Kennedy’s record on LGBTQ rights, however, is narrowly limited to the unique issue of relationship recognition. The LGBTQ community is diverse, and Kennedy’s record on other important civil rights issues undermines this seemingly solid support for queers.
His record on abortion is mixed: In 2007, he wrote the opinion upholding a federal ban on some forms of abortion. He’s struck down gun control laws, supported strip searches for people in detention, declared that corporations are people for the purposes of campaign contributions, and joined the majority in Burwell v. Hobby Lobby, the case holding that for-profit corporations can claim religious exemptions.
At the beginning of June, Kennedy joined six other justices who all agreed that, while states can certainly protect LGBTQ people from discrimination in places of public accommodation, the Colorado Civil Rights Commission acted too acrimoniously against the baker who declined to serve Charlie Craig and Dave Mullins.

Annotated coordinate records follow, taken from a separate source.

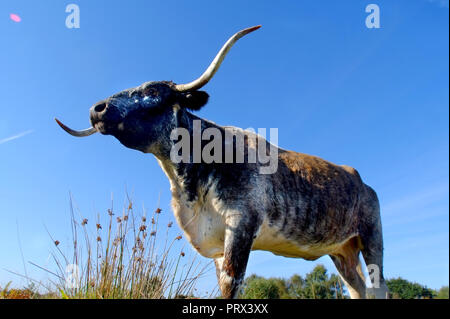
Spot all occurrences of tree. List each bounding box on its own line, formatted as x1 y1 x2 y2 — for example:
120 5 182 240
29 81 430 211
240 265 345 299
240 275 280 299
436 286 449 299
386 277 434 299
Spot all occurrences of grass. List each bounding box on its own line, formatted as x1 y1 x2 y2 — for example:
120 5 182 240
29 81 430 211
0 198 214 299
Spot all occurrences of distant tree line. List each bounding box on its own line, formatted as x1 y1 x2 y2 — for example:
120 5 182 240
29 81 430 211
240 265 449 299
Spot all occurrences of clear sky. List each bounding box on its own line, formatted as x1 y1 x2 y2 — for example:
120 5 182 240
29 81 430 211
0 0 449 296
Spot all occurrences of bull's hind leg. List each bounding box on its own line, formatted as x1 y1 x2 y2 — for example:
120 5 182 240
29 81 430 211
361 223 389 299
360 187 389 299
330 237 366 299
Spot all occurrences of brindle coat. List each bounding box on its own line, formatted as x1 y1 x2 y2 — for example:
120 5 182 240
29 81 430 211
73 82 387 298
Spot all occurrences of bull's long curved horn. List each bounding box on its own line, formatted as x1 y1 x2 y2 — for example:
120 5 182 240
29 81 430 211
175 25 261 92
55 118 97 137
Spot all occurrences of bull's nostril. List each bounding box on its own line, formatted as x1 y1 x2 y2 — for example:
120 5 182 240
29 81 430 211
94 103 106 113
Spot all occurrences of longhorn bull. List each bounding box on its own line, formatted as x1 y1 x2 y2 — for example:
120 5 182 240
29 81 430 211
56 26 387 298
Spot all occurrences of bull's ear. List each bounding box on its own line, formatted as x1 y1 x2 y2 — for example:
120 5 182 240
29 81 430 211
180 91 209 111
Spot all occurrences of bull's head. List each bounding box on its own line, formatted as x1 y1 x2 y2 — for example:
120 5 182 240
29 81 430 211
55 26 260 152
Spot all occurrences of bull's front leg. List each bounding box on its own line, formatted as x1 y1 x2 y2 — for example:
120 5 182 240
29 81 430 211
215 212 260 299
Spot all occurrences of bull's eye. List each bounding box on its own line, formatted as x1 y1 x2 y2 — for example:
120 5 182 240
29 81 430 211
143 87 159 97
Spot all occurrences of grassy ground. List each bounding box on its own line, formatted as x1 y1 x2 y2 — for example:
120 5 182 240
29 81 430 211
0 200 215 299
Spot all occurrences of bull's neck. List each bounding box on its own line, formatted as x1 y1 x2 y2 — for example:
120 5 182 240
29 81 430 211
153 108 224 199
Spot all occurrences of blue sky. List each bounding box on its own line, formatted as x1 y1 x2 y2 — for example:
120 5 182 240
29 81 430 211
0 0 449 296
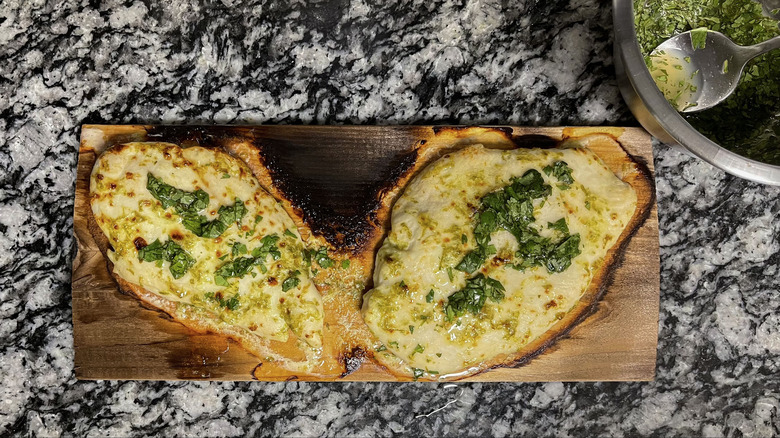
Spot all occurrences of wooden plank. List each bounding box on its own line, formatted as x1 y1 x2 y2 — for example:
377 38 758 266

This week ― the last week of his long career on the court ― Kennedy cemented his reputation for the history books, not as a moderate swing vote who could be counted on to support LGBTQ rights (to a point), but as a hard-right, anti-Muslim, anti-immigrant, anti-health care, anti-worker conservative. On Tuesday, Kennedy joined the court’s conservative justices in upholding Trump’s ban on travelers from several Muslim-majority countries entering the U.S. The staggering opinion flew in the face of the enormous deference the court seemed to require of the Colorado cake baker’s religious beliefs. Kennedy also signed Justice Clarence Thomas’ opinion striking down California’s requirement that crisis pregnancy centers (anti-abortion advocacy organizations that masquerade as health clinics) identify themselves and tell patients they don’t provide comprehensive health care, including abortion care.
Lastly, just before announcing his retirement, Kennedy joined the conservative justices again in Janus v. AFSCME, issuing a devastating blow to union organizing. In Janus, Justice Samuel Alito held that Illinois’ state employee union can’t require nonmembers to pay dues, despite nonmembers benefiting from the union’s negotiations for salary, benefits and working conditions for all state employees.
These three cases represent three pillars of Trump’s administration: disdain for immigrants and Muslim people; disdain for health care, particularly for women and low-income people; and disdain for labor organizing and the working class.
By retiring now, at the end of the spring 2018 term, Kennedy has made a clear and indisputable statement: He wants Trump to be able to appoint his successor, and he wants the closely divided Senate to confirm that candidate before the November midterms. That body has confirmed nearly every single administrative and judicial nominee the president has sent them ― no matter how repugnant the candidate’s values or lacking their experience ― and there’s no reason to think the outcome will be different now.
I would say good riddance to Kennedy, but I fully expect his replacement to be even worse, another ultra-conservative in the mold of Justice Neil Gorsuch.
And that’s what we’ll remember him for.